В этот вечер ей нездоровилось, она была очень бледна, говорила со мной довольно резко, а когда я сказал:
Ну ладно, я все сделаю, подпишу что угодно, она рассердилась и сказала:
Ты согласился только потому, что тебе лень, а вовсе не потому, что убедился в правоте высших моральных принципов.
И я сказал:
Да.
Мне действительно лень спорить, а кроме того, я хочу быть с ней всю жизнь и даже согласен по всем правилам принять католичество, если это необходимо для того, чтобы она навсегда осталась со мной. Я даже заговорил высокопарно, сказал, что такие выражения, как «высшие моральные принципы», напоминают мне камеру пыток. Но она восприняла как обиду эту мою готовность перейти в католичество только ради того, чтобы она от меня не ушла. А я-то думал ей этим польстить, потому и зашел так далеко. Но она сказала, что дело сейчас не во мне и не в ней, а в «принципах». Это было вечером, в номере ганноверской гостиницы одной из тех дорогих гостиниц, где всегда недоливают чашку, когда заказываешь кофе. В этих гостиницах все так изысканно, что полная чашка кофе считается вульгарной, и кельнеры знают правила хорошего тона куда лучше тех бонтонных господ, которые там останавливаются. В таких гостиницах я чувствую себя как в особенно дорогом и особенно скучном интернате, а в этот вечер я еще смертельно устал три выступления подряд. Днем перед какими-то акционерами сталелитейной компании, после обеда перед выпускниками педагогической академии, а вечером варьете, где аплодировали так вяло, что я подумал: видно, моей карьере приходит конец. А когда я заказал в этом дурацком отеле пиво в номер, старший кельнер таким ледяным голосом сказал: «Слушаюсь», будто я попросил у него стакан помоев, и мне подали пиво в серебряном бокале. Я устал, мне хотелось только выпить пива, немножко поиграть в «братец-не-сердись», принять ванну, почитать вечерние газеты и уснуть рядом с Мари: правая рука у нее на груди, и щека к щеке, чтобы я мог унести в сон запах ее волос. В ушах у меня еще звучали вялые аплодисменты. С их стороны было бы куда человечнее всем сразу опустить большой палец вниз. А это усталое, вялое презрение к моим номерам было безвкусным, как пиво в нелепом серебряном бокале. И сейчас я был просто не в состоянии вести философские разговоры.
Об этом и идет речь, Ганс, сказала она, понизив голос, и даже не заметила, что для нас слово «это» имело особое значение, видно, уже забыла.

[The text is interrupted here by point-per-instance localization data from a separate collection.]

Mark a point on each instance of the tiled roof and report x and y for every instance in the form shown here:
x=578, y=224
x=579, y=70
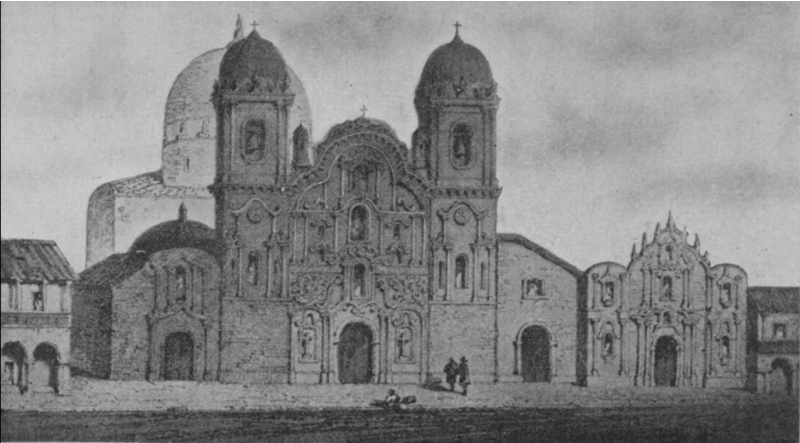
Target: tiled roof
x=547, y=255
x=112, y=270
x=774, y=299
x=34, y=260
x=152, y=184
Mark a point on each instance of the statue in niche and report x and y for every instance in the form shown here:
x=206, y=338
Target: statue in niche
x=360, y=179
x=726, y=347
x=608, y=294
x=404, y=344
x=358, y=224
x=533, y=288
x=608, y=344
x=461, y=272
x=727, y=294
x=254, y=140
x=666, y=288
x=180, y=285
x=359, y=280
x=462, y=145
x=307, y=342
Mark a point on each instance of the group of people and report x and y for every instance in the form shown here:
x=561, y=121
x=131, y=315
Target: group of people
x=457, y=372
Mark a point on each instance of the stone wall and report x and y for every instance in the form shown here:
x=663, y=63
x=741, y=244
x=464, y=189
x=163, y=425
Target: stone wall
x=91, y=330
x=131, y=304
x=555, y=309
x=463, y=330
x=255, y=342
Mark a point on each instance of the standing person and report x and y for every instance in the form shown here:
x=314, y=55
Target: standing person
x=451, y=372
x=463, y=375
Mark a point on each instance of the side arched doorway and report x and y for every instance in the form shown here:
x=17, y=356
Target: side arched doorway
x=44, y=374
x=179, y=356
x=535, y=355
x=665, y=366
x=782, y=377
x=355, y=354
x=15, y=365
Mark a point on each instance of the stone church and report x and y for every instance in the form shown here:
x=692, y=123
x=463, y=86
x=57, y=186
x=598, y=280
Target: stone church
x=359, y=259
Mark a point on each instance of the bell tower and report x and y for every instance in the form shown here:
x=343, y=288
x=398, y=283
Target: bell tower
x=252, y=99
x=454, y=147
x=456, y=104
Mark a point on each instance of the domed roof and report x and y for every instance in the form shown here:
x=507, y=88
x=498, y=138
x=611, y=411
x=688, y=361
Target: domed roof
x=190, y=121
x=253, y=59
x=455, y=70
x=180, y=233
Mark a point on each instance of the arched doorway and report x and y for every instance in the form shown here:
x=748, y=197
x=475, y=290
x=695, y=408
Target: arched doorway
x=665, y=367
x=44, y=374
x=179, y=356
x=355, y=354
x=535, y=355
x=14, y=365
x=781, y=379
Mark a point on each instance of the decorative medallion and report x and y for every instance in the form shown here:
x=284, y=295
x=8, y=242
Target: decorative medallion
x=462, y=216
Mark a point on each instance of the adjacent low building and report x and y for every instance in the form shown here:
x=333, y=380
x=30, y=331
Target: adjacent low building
x=773, y=323
x=36, y=305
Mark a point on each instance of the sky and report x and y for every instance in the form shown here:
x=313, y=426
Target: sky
x=611, y=115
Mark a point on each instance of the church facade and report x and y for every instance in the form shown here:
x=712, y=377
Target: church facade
x=359, y=259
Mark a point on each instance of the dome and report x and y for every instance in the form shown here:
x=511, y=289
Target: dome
x=190, y=121
x=455, y=70
x=180, y=233
x=253, y=63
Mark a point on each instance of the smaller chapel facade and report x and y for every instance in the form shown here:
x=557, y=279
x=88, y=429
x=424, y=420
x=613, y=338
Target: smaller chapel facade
x=359, y=259
x=669, y=318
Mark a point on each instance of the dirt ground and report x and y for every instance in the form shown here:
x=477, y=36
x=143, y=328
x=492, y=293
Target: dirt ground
x=757, y=422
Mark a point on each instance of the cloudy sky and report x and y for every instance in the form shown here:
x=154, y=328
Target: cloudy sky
x=611, y=114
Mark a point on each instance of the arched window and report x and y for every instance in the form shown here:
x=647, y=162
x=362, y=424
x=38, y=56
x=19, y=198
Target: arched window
x=608, y=294
x=666, y=287
x=442, y=274
x=461, y=272
x=726, y=347
x=254, y=140
x=252, y=268
x=359, y=223
x=727, y=294
x=180, y=285
x=396, y=232
x=359, y=280
x=405, y=338
x=359, y=179
x=462, y=145
x=608, y=344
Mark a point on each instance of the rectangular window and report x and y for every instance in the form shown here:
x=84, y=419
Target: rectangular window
x=779, y=330
x=532, y=288
x=442, y=275
x=38, y=301
x=252, y=268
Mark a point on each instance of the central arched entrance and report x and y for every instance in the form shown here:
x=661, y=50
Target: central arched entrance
x=665, y=367
x=535, y=355
x=355, y=354
x=179, y=357
x=44, y=374
x=781, y=377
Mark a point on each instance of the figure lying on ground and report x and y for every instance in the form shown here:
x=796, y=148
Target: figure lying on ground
x=394, y=402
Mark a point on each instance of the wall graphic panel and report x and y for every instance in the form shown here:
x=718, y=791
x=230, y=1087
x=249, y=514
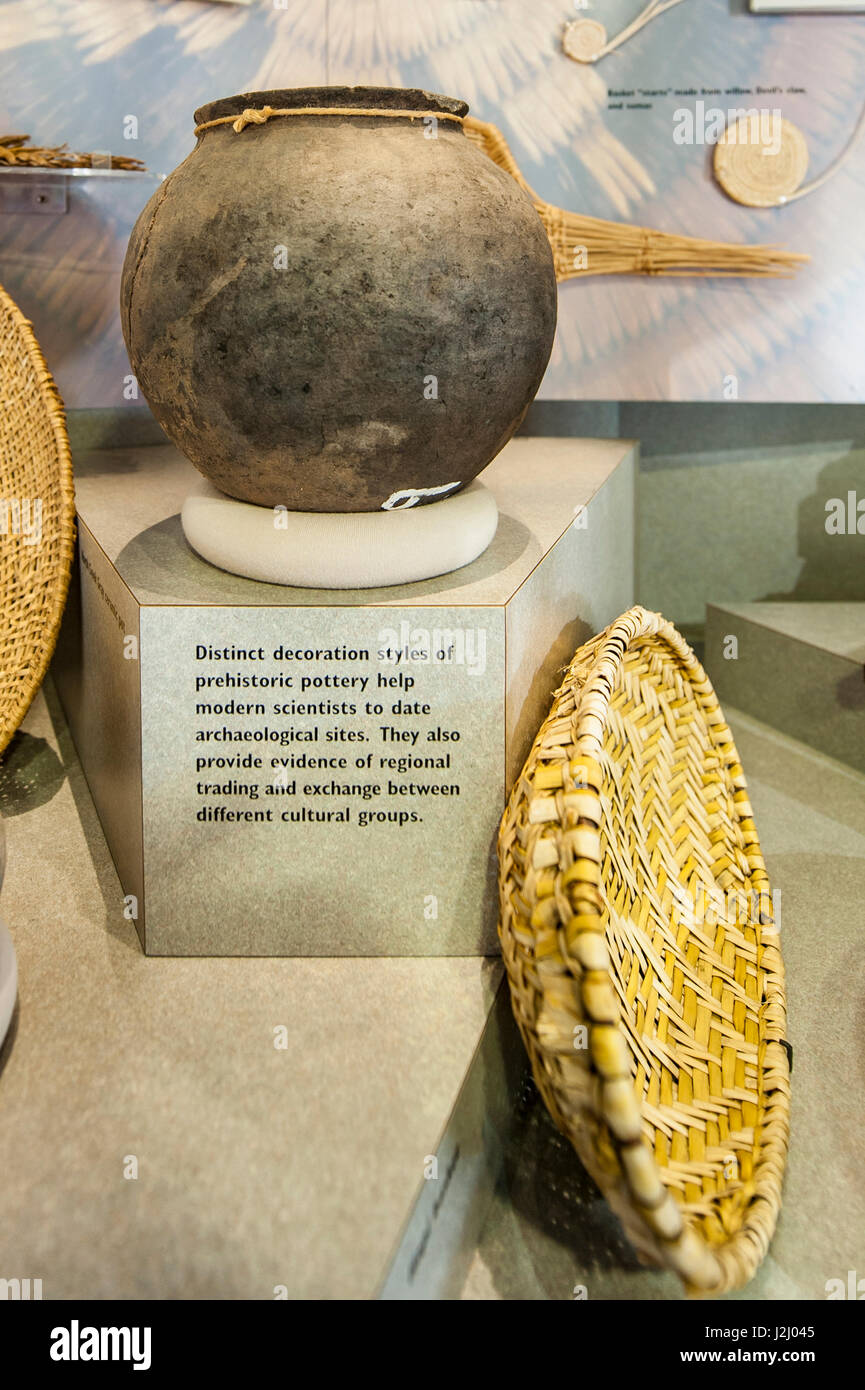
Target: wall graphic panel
x=600, y=139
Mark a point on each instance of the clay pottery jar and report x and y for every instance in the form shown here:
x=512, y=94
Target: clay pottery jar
x=338, y=312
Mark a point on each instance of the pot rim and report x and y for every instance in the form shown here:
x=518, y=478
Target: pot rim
x=380, y=97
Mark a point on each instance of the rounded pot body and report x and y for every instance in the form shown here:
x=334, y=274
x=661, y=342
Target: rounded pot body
x=338, y=312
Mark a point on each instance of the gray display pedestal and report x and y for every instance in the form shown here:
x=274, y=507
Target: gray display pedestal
x=295, y=772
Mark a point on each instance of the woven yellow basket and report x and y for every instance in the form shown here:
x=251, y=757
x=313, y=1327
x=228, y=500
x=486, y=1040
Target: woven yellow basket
x=36, y=516
x=644, y=962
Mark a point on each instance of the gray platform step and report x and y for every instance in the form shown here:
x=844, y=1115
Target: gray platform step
x=798, y=667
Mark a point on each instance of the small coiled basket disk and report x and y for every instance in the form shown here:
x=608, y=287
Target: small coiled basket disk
x=644, y=965
x=761, y=167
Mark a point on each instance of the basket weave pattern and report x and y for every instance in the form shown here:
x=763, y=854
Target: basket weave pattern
x=35, y=473
x=593, y=246
x=644, y=965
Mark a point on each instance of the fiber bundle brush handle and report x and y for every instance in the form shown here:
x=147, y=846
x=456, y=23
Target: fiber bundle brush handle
x=593, y=246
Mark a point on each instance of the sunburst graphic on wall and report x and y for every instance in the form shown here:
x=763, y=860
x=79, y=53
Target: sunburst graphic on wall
x=597, y=139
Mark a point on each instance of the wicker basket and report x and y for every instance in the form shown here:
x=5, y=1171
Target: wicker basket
x=36, y=516
x=644, y=962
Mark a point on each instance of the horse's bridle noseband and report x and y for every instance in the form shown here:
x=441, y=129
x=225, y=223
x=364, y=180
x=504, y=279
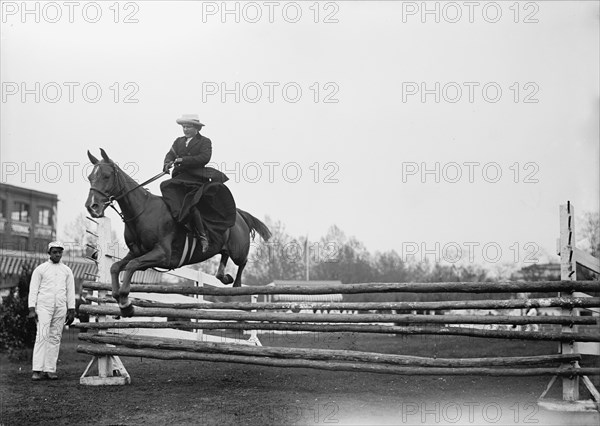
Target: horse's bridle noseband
x=111, y=198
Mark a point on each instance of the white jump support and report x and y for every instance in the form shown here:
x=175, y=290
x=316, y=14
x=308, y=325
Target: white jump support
x=110, y=368
x=569, y=255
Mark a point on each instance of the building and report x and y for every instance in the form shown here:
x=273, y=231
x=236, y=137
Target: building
x=27, y=225
x=27, y=218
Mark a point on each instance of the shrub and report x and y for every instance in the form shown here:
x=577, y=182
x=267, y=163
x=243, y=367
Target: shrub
x=17, y=332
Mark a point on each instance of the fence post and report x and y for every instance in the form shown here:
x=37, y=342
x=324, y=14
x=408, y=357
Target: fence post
x=568, y=272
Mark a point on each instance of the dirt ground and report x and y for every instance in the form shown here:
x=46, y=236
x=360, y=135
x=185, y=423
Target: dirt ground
x=201, y=393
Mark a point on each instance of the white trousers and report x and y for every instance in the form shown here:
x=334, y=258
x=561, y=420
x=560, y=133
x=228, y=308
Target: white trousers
x=51, y=321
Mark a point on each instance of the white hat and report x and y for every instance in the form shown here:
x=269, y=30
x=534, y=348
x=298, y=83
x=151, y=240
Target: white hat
x=56, y=244
x=190, y=119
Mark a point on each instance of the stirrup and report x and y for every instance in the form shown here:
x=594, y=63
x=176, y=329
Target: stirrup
x=203, y=242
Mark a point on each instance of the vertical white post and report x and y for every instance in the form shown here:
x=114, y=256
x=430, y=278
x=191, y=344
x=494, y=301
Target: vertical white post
x=568, y=272
x=105, y=366
x=200, y=297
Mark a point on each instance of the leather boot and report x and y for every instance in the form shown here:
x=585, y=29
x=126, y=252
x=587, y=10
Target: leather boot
x=199, y=228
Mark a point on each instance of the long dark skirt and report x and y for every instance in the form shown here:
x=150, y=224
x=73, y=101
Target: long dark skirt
x=213, y=199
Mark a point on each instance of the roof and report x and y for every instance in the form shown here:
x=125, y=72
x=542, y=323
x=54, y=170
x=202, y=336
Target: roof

Она ходила взад и вперед около изножья кровати и подкрепляла свои слова такими короткими точными взмахами сигареты, что клубочки дыма казались знаками препинания. За эти годы она приучилась курить; сейчас в своем бледно-зеленом пуловере она была очень хороша: белая кожа, потемневшие волосы, впервые я увидел жилки у нее на шее. Я сказал:
Пожалей меня, дай мне сперва выспаться, завтра утром поговорим обо всем, и в особенности об этом.
Но она не обратила внимания на мои слова, обернулась, остановилась у кровати, и по ее губам я понял, что весь этот разговор вызван причинами, в которых она сама себе не признается. Она затянулась сигаретой, и я увидел у ее рта складочки, которых никогда раньше не замечал. Она посмотрела на меня, со вздохом покачала головой, повернулась и снова зашагала по комнате.
Я не совсем понимаю, устало сказал я. Сначала мы ссоримся из-за моей подписи под этим шантажным документом, потом из-за гражданского брака. Теперь я на все согласен, а ты сердишься все больше.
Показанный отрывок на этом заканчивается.